Rajesh Rajagopalan, professor of international relations at Jawaharlal Nehru University, suggested that the Doklam plateau’s location and the advantages of controlling that height just north of the Siliguri corridor make it critical from India’s point of view. “By controlling Doklam, China will have a better surveillance view over the Siliguri corridor,” Rajagopalan told Scroll. “There has already been a military build-up on the Chinese side. Therefore, India is concerned about it.”
The Siliguri corridor, or the so-called Chicken’s neck, refers to a very narrow track of land around Siliguri city in West Bengal that connects the North East to the rest of the country. China possibly threatening this land bridge induces a sense of vulnerability in India.
Harsh V Pant, vice president of studies and foreign policy at the think tank Observer Research Foundation, also suggested that any change to the status quo in Doklam would pose serious security concerns for India. “Any attempt by China to unilaterally create infrastructure and change the boundary at the Doklam will be taken very seriously by India,” Pant told Scroll.

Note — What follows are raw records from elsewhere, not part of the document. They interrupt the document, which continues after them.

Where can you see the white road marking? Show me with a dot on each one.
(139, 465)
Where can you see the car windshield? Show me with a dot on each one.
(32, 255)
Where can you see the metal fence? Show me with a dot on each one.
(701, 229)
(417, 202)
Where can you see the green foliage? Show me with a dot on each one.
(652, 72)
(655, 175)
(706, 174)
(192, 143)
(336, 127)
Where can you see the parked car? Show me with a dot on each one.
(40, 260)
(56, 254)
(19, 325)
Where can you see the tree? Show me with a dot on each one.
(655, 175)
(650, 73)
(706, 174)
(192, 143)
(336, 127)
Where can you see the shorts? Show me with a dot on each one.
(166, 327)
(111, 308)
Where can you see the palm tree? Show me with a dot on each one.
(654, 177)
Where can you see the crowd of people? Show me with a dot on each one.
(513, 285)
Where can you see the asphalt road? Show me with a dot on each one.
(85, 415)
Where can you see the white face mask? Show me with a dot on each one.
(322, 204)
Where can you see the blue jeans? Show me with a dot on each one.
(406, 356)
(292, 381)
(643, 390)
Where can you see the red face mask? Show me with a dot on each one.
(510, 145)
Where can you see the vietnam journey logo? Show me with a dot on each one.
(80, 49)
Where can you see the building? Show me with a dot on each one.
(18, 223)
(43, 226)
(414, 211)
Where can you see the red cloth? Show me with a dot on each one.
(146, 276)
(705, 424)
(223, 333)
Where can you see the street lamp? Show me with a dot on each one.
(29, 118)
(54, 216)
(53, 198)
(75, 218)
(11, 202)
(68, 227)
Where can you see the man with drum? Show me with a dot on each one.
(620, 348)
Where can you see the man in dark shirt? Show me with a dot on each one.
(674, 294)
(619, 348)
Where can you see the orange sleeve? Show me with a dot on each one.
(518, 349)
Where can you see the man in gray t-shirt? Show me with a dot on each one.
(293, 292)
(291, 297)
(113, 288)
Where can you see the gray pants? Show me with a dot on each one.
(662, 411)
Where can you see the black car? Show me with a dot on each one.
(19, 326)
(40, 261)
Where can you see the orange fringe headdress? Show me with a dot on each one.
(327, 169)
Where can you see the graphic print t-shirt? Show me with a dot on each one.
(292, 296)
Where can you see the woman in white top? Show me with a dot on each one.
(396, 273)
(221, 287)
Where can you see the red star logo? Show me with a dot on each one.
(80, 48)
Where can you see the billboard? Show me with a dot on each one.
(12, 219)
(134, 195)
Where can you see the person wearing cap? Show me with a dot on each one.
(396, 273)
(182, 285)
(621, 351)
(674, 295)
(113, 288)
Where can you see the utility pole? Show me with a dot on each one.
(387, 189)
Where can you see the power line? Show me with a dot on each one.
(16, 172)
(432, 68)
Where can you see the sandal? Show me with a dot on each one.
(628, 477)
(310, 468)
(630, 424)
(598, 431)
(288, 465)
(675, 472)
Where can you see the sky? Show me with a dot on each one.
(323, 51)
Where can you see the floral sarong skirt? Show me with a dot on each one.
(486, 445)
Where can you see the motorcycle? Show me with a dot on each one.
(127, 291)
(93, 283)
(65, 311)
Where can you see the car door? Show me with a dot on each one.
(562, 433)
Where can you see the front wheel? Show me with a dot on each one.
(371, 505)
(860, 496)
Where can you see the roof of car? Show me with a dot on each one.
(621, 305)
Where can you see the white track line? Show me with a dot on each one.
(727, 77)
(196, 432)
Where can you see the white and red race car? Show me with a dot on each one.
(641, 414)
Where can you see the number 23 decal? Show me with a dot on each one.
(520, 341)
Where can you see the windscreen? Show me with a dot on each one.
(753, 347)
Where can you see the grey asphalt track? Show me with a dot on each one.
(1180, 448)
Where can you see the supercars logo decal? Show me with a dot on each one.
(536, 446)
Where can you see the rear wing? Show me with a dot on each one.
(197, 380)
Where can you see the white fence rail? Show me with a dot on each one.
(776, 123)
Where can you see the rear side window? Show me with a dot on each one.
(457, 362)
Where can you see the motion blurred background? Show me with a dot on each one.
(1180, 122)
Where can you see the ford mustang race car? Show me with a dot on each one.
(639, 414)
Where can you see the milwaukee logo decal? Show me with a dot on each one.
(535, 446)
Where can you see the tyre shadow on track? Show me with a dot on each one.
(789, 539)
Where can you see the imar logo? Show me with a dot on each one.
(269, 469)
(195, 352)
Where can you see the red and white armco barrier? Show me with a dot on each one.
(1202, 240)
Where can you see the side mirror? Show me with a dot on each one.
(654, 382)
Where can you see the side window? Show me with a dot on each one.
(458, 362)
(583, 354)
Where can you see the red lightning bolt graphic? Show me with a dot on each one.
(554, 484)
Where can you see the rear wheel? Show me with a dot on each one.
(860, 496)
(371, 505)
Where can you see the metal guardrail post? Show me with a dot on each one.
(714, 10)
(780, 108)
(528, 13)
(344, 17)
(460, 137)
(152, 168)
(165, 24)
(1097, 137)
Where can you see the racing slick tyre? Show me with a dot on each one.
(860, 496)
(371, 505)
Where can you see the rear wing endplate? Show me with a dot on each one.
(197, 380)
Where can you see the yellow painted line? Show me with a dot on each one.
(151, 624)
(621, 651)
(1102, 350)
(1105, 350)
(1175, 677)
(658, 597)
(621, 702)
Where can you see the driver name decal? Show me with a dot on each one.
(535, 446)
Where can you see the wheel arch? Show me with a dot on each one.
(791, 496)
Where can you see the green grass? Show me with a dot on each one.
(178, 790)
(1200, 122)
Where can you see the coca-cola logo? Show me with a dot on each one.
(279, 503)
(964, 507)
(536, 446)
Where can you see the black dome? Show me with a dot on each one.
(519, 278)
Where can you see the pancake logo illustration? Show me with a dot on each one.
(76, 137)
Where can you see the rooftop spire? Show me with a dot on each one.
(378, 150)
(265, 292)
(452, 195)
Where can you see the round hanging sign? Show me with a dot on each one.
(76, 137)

Pant said another reason for India to oppose the deal is that a change of status quo in Doklam will set a dangerous precedent.
Author and journalist Manoj Joshi has previously pointed out that while Doklam has no particular significance to Bhutan itself, handing it over to China would be unfavourable for New Delhi due to India’s security considerations.
Similarly, Pant suggested that while resolving its border dispute through such a territorial barter with China might make sense for Bhutan, it would be “very dangerous” for Bhutan and India and their bilateral ties in the long term.
The experts, however, argued that the recent developments in Bhutan’s possible boundary dispute resolution with China and Tshering’s initial comments do not necessarily mean that Thimphu will give in to Chinese pressure on the package deal involving Doklam at this stage. “India and Bhutan have deep economic ties and they can’t risk an Indian blockade,” said Sushant Singh, a senior fellow at the Centre for Policy Research. “Bhutan won’t and can’t give up Doklam to China. India too won’t let that happen.”
Similarly, Pant highlighted that India will push for its interests given its perception about China. He said New Delhi will need to assertively tell Thimphu that China is now being seen as a very serious strategic challenge and not merely as a “problem state”. “Once Bhutan becomes more aware about these Indian sensitivities about China, it will become aware of the costs that will be imposed on it if it reaches that resolution with China,” he added.
Moreover, observers such as Barnett see Tshering’s comments as a reiteration of Thimphu’s position that discussions over the trijunction will involve India and not happen bilaterally with China. This is seen as a reassurance to New Delhi.